What the Packaging Says:
- “Baby Skin
- Instant Pore Eraser
- Lightweight primer. Smooth, poreless looking skin.
- Pores appear instantly erased for smooth-looking skin.”
What I Say:
I have fairly big pores, so something claiming to be a ‘pore eraser’ obviously pricked up my ears but despite my excitement I went into the purchase and resultant applications with realistic expectations but this product did quite literally nothing for my pores. They looked exactly the same before and after and then 2 days later my face looked like a pepperoni pizza. But not only that my face now felt slippery and greasy plus applying foundation over the top (I tried several) was a nightmare. So here’s me on my first application, all excited and shiz.
Right, this could be the end of visible pores. Alright, alright maybe not the end but y’know…blurry pores. Okay this feels like any other silicone primer but maybe it’s different. Hmmm nothing seems to be happening. Maybe if I use a brush? Wtf, I’ve looked away for 3 seconds and now my cheeks and nose are an oil slick. British petroleum., bpppppp? What did you do to my face? Right well I haven’t got time to be faffing and taking it off, maybe if I’m careful I can apply a foundation over the top, I’m only going out for 2 hours, it doesn’t have to last.
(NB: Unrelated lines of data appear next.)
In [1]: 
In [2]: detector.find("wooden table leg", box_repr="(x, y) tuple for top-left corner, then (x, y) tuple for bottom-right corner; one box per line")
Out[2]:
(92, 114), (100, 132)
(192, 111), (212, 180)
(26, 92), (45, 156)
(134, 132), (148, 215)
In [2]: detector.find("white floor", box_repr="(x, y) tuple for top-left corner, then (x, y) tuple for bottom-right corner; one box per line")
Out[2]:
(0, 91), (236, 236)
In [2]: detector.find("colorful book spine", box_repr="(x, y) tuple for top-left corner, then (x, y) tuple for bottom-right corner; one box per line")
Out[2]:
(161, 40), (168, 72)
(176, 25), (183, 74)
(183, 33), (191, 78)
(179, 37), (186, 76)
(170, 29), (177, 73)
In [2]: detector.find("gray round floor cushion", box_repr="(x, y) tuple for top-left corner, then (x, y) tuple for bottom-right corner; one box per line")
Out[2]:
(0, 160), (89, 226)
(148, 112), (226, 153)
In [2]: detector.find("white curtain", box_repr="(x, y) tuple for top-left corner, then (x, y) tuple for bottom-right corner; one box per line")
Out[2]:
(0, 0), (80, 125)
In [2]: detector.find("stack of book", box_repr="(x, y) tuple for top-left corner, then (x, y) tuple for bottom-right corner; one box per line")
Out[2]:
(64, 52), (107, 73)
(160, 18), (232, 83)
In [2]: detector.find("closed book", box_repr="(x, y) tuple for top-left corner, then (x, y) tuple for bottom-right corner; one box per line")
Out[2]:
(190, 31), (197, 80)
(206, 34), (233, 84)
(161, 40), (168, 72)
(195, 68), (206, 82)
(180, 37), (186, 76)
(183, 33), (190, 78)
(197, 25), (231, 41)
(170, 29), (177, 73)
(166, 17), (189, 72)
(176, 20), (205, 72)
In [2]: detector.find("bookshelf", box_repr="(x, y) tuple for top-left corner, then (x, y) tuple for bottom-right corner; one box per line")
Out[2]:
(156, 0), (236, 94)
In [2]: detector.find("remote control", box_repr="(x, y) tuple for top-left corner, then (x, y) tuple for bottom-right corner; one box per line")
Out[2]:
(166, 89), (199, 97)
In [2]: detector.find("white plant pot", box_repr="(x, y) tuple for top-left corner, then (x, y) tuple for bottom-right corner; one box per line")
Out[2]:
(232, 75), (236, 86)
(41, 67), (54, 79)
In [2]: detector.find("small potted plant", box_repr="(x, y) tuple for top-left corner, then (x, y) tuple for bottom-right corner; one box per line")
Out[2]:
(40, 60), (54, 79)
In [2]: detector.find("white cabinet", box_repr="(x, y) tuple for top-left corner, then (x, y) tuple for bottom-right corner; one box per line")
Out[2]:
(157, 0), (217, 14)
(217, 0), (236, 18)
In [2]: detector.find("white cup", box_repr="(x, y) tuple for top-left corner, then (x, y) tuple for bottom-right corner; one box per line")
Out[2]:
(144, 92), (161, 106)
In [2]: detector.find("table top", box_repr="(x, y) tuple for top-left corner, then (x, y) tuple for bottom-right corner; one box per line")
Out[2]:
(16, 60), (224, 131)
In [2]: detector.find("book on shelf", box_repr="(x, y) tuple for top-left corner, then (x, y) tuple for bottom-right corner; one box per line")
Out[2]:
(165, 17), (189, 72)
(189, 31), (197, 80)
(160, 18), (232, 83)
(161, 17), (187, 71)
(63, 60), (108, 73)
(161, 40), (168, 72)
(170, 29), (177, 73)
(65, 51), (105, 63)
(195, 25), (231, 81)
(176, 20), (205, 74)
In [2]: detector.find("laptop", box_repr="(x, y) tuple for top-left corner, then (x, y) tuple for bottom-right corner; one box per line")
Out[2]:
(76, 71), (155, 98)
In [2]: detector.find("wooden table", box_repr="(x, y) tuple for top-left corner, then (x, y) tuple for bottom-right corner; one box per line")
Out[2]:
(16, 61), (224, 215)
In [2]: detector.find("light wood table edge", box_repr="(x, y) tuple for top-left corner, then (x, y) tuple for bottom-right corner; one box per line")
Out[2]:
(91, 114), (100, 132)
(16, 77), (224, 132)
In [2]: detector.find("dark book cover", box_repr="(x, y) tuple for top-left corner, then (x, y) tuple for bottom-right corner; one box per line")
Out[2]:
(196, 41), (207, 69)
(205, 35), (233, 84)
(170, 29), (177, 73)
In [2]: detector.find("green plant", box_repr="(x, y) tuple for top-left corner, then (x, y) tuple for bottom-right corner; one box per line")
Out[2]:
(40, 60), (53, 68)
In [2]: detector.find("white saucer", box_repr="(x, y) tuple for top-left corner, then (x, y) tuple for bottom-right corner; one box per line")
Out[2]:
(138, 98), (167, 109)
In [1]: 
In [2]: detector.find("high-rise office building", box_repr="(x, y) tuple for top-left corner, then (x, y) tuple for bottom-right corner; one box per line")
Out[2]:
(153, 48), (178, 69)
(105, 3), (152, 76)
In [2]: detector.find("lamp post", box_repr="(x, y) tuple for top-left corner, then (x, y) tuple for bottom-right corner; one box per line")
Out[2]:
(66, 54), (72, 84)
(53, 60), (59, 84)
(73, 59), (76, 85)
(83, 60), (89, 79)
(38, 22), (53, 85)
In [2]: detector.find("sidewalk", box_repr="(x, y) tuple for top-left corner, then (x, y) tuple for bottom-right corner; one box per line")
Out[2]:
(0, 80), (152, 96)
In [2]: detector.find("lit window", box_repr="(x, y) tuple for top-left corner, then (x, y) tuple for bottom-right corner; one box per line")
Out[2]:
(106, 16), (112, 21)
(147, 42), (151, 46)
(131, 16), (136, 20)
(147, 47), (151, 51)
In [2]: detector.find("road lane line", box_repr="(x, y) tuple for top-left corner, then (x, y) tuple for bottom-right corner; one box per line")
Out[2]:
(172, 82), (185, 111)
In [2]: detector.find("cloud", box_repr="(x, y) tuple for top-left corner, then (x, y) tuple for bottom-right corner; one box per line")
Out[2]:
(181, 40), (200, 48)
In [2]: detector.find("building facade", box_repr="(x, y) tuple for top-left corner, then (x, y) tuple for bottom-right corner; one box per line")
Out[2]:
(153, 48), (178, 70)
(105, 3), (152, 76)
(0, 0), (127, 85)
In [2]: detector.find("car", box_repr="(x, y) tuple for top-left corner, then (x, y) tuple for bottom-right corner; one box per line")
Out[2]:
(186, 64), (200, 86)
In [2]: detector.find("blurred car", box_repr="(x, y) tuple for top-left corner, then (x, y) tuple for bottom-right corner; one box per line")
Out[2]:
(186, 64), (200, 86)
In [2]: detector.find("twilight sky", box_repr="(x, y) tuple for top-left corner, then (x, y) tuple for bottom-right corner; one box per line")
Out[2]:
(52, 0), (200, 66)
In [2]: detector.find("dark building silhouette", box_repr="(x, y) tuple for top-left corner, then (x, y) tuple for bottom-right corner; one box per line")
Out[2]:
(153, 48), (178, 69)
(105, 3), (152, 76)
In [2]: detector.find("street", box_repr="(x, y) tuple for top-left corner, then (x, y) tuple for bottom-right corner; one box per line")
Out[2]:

WHY IS THE FOUNDATION ROLLING OFF?
Washes Face Throws Product Across Room Stupidly Goes on to Try with Every Foundation in Make up Drawer over the Course of a Week
As the internet would say “I cannot even” with this product. I…I…well I suppose I can a bit, it is a total waste of money. It seems to be designed to be truly frustrating and anger inducing. No matter if you use a little or a lot it’s almost impossible to spread or smooth into or over the skin. It clogs pores like there is no tomorrow and no matter what you do, your face doesn’t feel clean again for 3 days afterward. If we are sticking with a star system of ratings I give this product minus eleventy billion with each star being hand made with blood clots and stitched together with the hair of rabid squirrels, with the only plus point being the pretty packaging and actually I deduct a point for the packaging too because it lured me in with false pastel hope. It can get knotted. I just want less visible pores.